Fondée en 2009, la maison d’édition franco-chinoise Fei réalise des bandes dessinées permettant de diffuser la culture chinoise à destination des enfants et des adultes.

Nankin

Sous la forme d’un lianhuanhua (bande dessinée chinoise) scénarisé par Nicolas Meylaender et dessiné par Zong Kai, les Éditions Fei publient les souvenirs de Xia Shuqin, survivante du massacre de Nankin (1937-1938).

Débutant le 13 décembre 1937, l’ouvrage se focalise sur la ville de Nankin lors de l’occupation japonaise. Outre les civils, le rôle des missionnaires et des diplomates nazis est souligné par la présence du révérent Magee (missionnaire américain et président du Comité de Nankin de l’organisation internationale de la Croix-Rouge) de John Rabe (homme d’affaires allemand, membre du NSDAP qui protégea les habitants de Nankin en instaurant une zone de sécurité). L’ouvrage évite l’écueil de mettre de côté les acteurs internationaux, dont le rôle est fréquemment minoré.

« Regarder le passé comme un miroir et faire face au futur sans fardeau » TAN Zhen, 4 août 2011, page 141.
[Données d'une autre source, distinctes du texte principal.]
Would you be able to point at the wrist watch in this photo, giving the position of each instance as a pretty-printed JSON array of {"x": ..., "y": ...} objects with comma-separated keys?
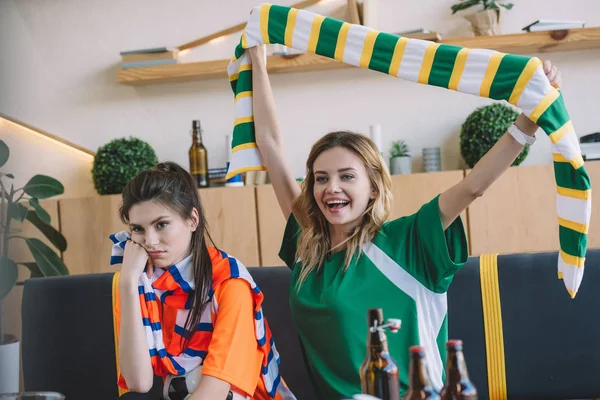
[{"x": 520, "y": 137}]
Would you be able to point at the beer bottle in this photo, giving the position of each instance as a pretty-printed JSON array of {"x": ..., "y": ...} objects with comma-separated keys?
[
  {"x": 419, "y": 384},
  {"x": 379, "y": 372},
  {"x": 198, "y": 157},
  {"x": 458, "y": 386}
]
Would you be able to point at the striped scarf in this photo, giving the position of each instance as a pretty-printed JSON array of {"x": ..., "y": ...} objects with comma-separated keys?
[
  {"x": 175, "y": 287},
  {"x": 517, "y": 79}
]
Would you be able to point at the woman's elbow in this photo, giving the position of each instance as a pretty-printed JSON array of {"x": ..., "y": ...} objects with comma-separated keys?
[{"x": 140, "y": 384}]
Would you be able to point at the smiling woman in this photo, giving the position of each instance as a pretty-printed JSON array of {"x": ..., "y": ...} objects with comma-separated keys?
[
  {"x": 176, "y": 293},
  {"x": 347, "y": 258}
]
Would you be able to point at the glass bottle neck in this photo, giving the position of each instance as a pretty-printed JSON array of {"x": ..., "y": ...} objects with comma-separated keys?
[
  {"x": 418, "y": 378},
  {"x": 456, "y": 367}
]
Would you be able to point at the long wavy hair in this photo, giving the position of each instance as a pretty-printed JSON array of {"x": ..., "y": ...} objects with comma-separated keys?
[
  {"x": 314, "y": 242},
  {"x": 172, "y": 186}
]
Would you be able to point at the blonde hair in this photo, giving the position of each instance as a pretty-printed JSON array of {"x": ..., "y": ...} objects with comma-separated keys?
[{"x": 314, "y": 242}]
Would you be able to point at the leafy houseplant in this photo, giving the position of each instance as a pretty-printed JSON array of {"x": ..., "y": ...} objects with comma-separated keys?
[
  {"x": 483, "y": 128},
  {"x": 20, "y": 205},
  {"x": 485, "y": 22},
  {"x": 118, "y": 161},
  {"x": 400, "y": 160}
]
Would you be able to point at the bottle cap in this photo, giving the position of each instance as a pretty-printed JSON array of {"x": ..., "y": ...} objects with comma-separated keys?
[
  {"x": 416, "y": 349},
  {"x": 454, "y": 343},
  {"x": 375, "y": 314},
  {"x": 394, "y": 324}
]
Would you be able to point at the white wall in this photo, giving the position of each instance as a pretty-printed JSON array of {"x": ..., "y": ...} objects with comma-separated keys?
[
  {"x": 59, "y": 59},
  {"x": 31, "y": 155}
]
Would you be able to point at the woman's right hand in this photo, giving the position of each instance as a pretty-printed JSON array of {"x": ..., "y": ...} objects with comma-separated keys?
[
  {"x": 257, "y": 54},
  {"x": 135, "y": 260}
]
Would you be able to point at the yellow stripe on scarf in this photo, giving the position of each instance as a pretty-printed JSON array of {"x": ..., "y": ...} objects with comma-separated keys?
[
  {"x": 574, "y": 226},
  {"x": 490, "y": 74},
  {"x": 561, "y": 132},
  {"x": 290, "y": 26},
  {"x": 397, "y": 56},
  {"x": 367, "y": 53},
  {"x": 314, "y": 34},
  {"x": 492, "y": 319},
  {"x": 340, "y": 46},
  {"x": 115, "y": 288},
  {"x": 427, "y": 62}
]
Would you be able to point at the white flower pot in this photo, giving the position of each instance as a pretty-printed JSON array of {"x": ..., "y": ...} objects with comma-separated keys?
[
  {"x": 401, "y": 165},
  {"x": 9, "y": 366}
]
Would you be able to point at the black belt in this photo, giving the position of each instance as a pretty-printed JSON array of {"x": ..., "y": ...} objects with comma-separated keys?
[{"x": 178, "y": 389}]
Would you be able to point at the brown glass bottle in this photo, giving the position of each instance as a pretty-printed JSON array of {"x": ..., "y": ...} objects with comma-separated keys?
[
  {"x": 458, "y": 386},
  {"x": 419, "y": 384},
  {"x": 379, "y": 372},
  {"x": 198, "y": 157}
]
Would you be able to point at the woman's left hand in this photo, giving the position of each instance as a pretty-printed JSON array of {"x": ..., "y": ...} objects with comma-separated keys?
[{"x": 553, "y": 74}]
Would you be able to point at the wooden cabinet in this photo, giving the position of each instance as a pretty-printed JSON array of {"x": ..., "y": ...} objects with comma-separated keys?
[{"x": 518, "y": 212}]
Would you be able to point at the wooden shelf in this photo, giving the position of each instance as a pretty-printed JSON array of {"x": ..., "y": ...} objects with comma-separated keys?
[{"x": 520, "y": 43}]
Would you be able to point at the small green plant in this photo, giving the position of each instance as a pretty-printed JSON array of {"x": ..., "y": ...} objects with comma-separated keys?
[
  {"x": 24, "y": 204},
  {"x": 399, "y": 149},
  {"x": 483, "y": 128},
  {"x": 118, "y": 161},
  {"x": 487, "y": 5}
]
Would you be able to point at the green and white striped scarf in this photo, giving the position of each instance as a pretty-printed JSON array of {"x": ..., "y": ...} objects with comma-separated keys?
[{"x": 517, "y": 79}]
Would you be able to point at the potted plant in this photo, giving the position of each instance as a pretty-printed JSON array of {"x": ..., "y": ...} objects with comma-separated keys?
[
  {"x": 19, "y": 205},
  {"x": 485, "y": 22},
  {"x": 118, "y": 161},
  {"x": 400, "y": 159},
  {"x": 483, "y": 128}
]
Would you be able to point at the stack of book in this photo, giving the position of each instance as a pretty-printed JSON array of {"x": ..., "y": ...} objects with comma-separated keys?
[
  {"x": 148, "y": 57},
  {"x": 553, "y": 25}
]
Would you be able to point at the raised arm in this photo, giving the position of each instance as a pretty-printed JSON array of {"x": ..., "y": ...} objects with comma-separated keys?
[
  {"x": 456, "y": 199},
  {"x": 268, "y": 134}
]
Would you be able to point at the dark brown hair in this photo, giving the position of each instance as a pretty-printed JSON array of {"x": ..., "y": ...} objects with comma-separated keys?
[{"x": 173, "y": 187}]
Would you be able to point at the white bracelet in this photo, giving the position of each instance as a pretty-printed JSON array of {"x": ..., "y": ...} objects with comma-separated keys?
[{"x": 521, "y": 137}]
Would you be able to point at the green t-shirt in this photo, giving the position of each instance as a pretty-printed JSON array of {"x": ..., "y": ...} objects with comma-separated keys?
[{"x": 406, "y": 271}]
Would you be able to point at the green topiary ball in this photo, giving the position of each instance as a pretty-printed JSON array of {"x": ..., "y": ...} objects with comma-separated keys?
[
  {"x": 118, "y": 161},
  {"x": 483, "y": 128}
]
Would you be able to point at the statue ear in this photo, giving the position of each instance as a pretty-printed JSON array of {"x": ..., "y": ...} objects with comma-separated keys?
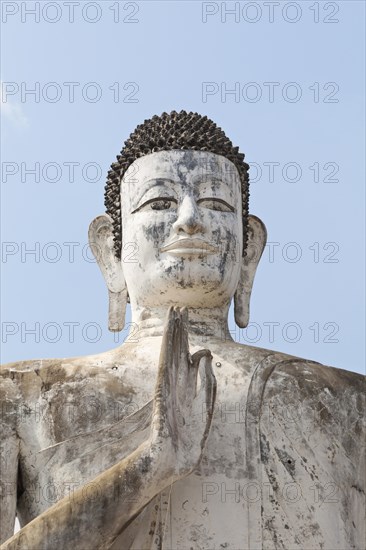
[
  {"x": 102, "y": 245},
  {"x": 257, "y": 238}
]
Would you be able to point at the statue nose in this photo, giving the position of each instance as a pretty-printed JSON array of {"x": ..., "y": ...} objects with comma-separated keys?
[{"x": 189, "y": 219}]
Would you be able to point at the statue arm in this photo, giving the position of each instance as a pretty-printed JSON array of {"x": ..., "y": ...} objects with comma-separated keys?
[
  {"x": 181, "y": 420},
  {"x": 123, "y": 491}
]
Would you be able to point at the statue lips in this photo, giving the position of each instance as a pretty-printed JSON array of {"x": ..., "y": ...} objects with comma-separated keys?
[{"x": 186, "y": 246}]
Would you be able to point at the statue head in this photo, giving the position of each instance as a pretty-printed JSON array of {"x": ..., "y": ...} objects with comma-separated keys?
[{"x": 177, "y": 229}]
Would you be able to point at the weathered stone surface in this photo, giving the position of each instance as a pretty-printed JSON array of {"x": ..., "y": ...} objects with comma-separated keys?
[{"x": 123, "y": 450}]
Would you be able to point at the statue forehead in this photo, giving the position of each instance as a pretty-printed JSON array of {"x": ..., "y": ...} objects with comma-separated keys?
[{"x": 178, "y": 164}]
Prix du meilleur premier album des lycéens picards, la postface se révèle très éclairante pour comprendre les enjeux historiographiques. « Les partis d’extrême droite japonais ont sans cesse tenté de se justifier au sujet du massacre de Nankin et des femmes de réconfort. Les manuels scolaires d’histoire ont été modifiées et le Tribunal militaire international pour l’Extrême-Orient, contesté » (page 140). Sans tomber dans une attitude de « nippophobie », l’objectif est de faire connaître au lectorat européen francophone les neuf années de procès visant à défendre Xia Shuqin dans les tribunaux chinois et japonais.

En convoquant plusieurs témoins permettant de justifier les demandes judiciaires de Xia Shuqin, les auteurs réussissent à faire des aller-retours chronologiques sans pour autant déboussoler le lecteur. La patte graphique, volontairement sombre (noire, grise, bleue) renforce la sensation de violence émanant du sujet. Parfois cru, l’ouvrage peut, lorsqu’il est manié avec des précautions, trouver sa place dans le CDI d’un lycée. Son usage au lycée est éclairant pour aborder l’abolition de la distinction entre civils et combattants au plan de la violence de guerre en Asie.

Le format à l’italienne, de type 23 cm par 16 cm se révèle agréable à la manipulation tout en restant malheureusement fragile au niveau de la tranche.

En conclusion, un témoignage sous forme de lianhuanhua permettant aux enseignants de Première d’aborder les exactions envers les civils à partir de la situation de Nankin en 1937-1938.